Turks and Caicos Islands — Transportation

Turks and Caicos Taxis and Car Rental

Taxis are widely available on all of the Caicos Islands and Grand Turk. Taxis are metered and rates are set by the government. It is possible to hail a taxi from the street. You can also call Provo Taxi Association (+11-649-946-5481) if in Provenciales.

Renting a car is an easy transport option, as there are several agencies, including Avis (+11-649-946-4705), Budget (+11-649-946-4079), and Hertz (+11-649-941-3910). Another popular choice is to rent an automatic scooter to get yourself around the islands. As with car rental, you will need to produce an international or UK driving license. Due to the good weather and the ease of getting around, scooters remain a popular choice among tourists. It is important to remember motorists drive on the left (like in the UK) here. If you are not accustomed to this, riding a motorcycle can present more danger than driving a car, as the position of the steering wheel will remind you where to place yourself on the road. You can contact Scooter Bob (+11-649-946-4684) on Provenciales to enquire about scooter rental.

Turks and Caicos Ferries

Considering that the nation of Turks and Caicos is a group of islands, passenger boat services are fairly limited, although they do exist. It is possible to travel between Providenciales and North Caicos using the service provided by TCI Ferry (+11-649-946-540). The journey takes 30 minutes. From North Caicos, it is possible to travel onward to Middle Caicos by road using the causeway. It is also possible to travel to South Caicos from Providenciales. The journey takes 90 minutes; the trip is scheduled twice per week, on Fridays and Sundays.

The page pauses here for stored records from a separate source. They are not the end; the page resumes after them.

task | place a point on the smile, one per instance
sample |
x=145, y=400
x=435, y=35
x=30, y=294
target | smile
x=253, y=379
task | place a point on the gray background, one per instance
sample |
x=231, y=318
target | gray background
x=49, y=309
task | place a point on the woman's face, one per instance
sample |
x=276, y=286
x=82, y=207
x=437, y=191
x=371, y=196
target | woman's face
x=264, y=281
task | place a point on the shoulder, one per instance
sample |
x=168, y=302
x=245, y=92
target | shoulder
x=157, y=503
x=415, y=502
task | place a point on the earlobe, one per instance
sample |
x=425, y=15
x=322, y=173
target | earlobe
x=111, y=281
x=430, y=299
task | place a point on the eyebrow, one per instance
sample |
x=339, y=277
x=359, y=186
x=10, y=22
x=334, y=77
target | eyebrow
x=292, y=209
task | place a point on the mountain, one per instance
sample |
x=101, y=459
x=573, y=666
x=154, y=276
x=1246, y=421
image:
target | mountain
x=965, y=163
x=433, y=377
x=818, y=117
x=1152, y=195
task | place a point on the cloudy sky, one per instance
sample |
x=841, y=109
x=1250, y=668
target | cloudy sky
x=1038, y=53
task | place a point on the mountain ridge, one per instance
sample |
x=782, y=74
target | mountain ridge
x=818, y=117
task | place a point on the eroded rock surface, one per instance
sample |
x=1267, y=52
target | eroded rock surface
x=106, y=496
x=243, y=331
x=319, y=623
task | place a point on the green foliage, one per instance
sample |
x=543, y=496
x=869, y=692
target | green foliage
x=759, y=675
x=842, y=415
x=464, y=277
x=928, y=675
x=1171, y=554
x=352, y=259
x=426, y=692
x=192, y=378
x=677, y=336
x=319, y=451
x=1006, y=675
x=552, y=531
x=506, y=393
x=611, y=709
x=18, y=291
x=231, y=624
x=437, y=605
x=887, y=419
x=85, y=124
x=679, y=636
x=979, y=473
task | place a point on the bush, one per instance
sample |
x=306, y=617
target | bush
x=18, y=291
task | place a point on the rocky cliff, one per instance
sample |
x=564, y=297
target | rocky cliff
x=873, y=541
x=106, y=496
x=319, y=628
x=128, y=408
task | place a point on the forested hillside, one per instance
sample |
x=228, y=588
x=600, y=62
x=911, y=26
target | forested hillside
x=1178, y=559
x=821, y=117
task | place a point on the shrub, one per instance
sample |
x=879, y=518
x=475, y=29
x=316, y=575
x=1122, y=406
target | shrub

There is another regular ferry service connecting Grand Turk and Salt Cay. This service runs once in the morning and again in the afternoon. The service is dependent on good weather and will not run if conditions are poor.

Turks and Caicos Trains and Buses

There are no passenger train services or operational railroads in Turks and Caicos, although the remains of a disused line that extends over a distance of 14 miles from Jacksonville in East Caicos can still be visited today.

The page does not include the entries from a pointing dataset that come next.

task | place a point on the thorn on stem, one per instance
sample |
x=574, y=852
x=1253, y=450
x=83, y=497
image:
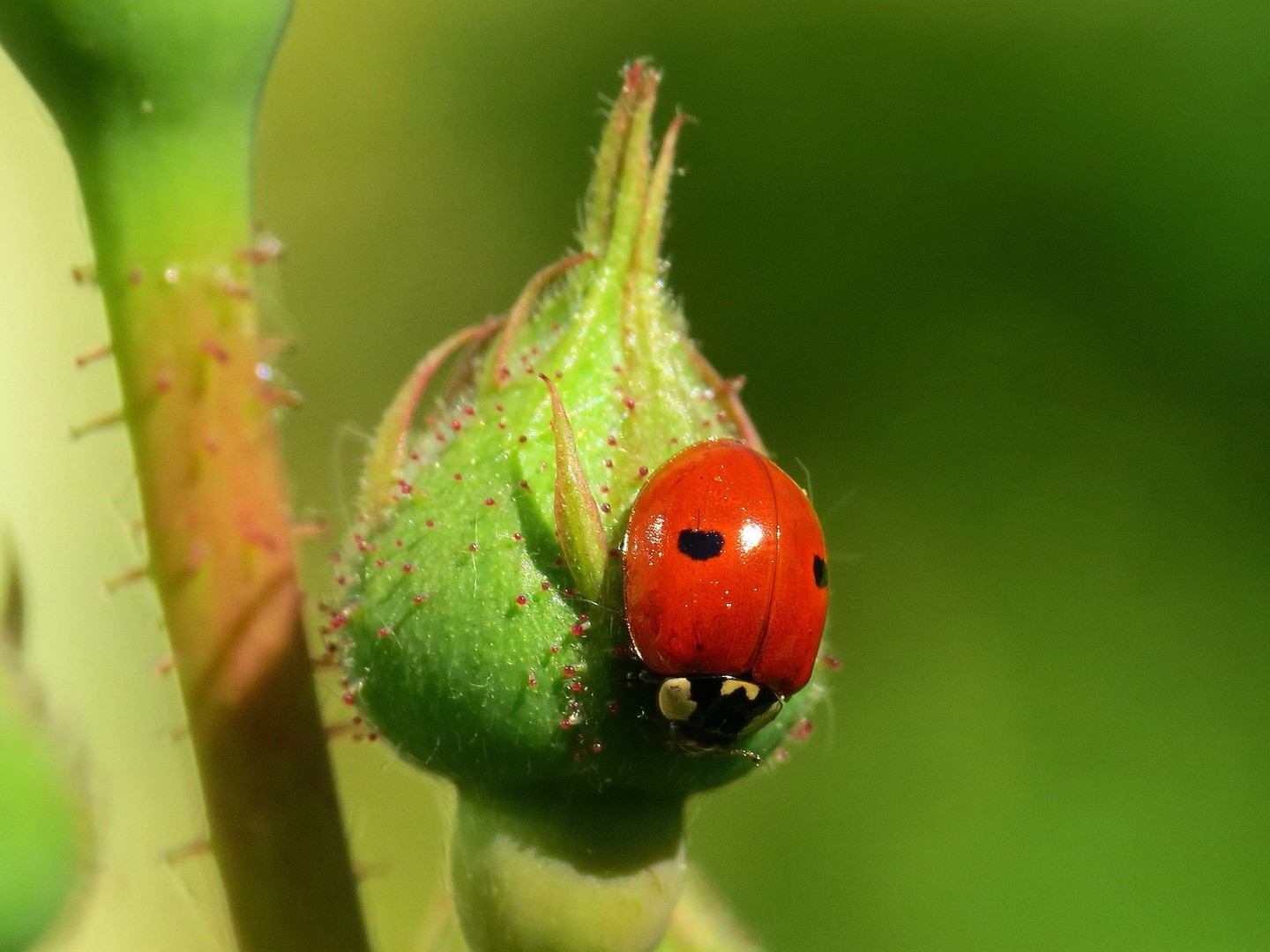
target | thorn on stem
x=187, y=851
x=265, y=250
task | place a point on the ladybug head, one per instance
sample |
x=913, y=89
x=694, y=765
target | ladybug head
x=710, y=711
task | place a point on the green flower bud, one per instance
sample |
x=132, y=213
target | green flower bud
x=481, y=598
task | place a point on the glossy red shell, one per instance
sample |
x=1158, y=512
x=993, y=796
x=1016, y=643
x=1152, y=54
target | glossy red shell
x=725, y=569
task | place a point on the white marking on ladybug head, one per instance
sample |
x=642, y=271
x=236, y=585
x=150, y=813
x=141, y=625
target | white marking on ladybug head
x=736, y=684
x=675, y=700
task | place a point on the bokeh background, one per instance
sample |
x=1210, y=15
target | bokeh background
x=997, y=273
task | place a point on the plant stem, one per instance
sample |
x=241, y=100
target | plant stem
x=168, y=224
x=158, y=104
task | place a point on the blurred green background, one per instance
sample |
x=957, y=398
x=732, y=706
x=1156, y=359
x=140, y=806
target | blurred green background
x=997, y=273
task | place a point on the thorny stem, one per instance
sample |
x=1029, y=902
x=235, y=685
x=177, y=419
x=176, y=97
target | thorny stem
x=220, y=544
x=158, y=106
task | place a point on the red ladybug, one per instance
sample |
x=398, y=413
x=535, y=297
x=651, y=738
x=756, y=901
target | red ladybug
x=727, y=588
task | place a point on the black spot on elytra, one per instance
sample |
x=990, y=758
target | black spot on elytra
x=820, y=571
x=700, y=545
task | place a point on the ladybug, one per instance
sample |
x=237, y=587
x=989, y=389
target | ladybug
x=727, y=589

There are no public bus services on the island, so tourists tend to rely on taxi services, car or motorbike rental, or free shuttle transportation provided by hotels and resorts. You may see a form of bus transportation, known as ‘jitneys’, on the main island of Providenciales. These are used mainly by locals to get to and from work; use by tourists is discouraged since they are privately owned, unregulated, and technically illegal.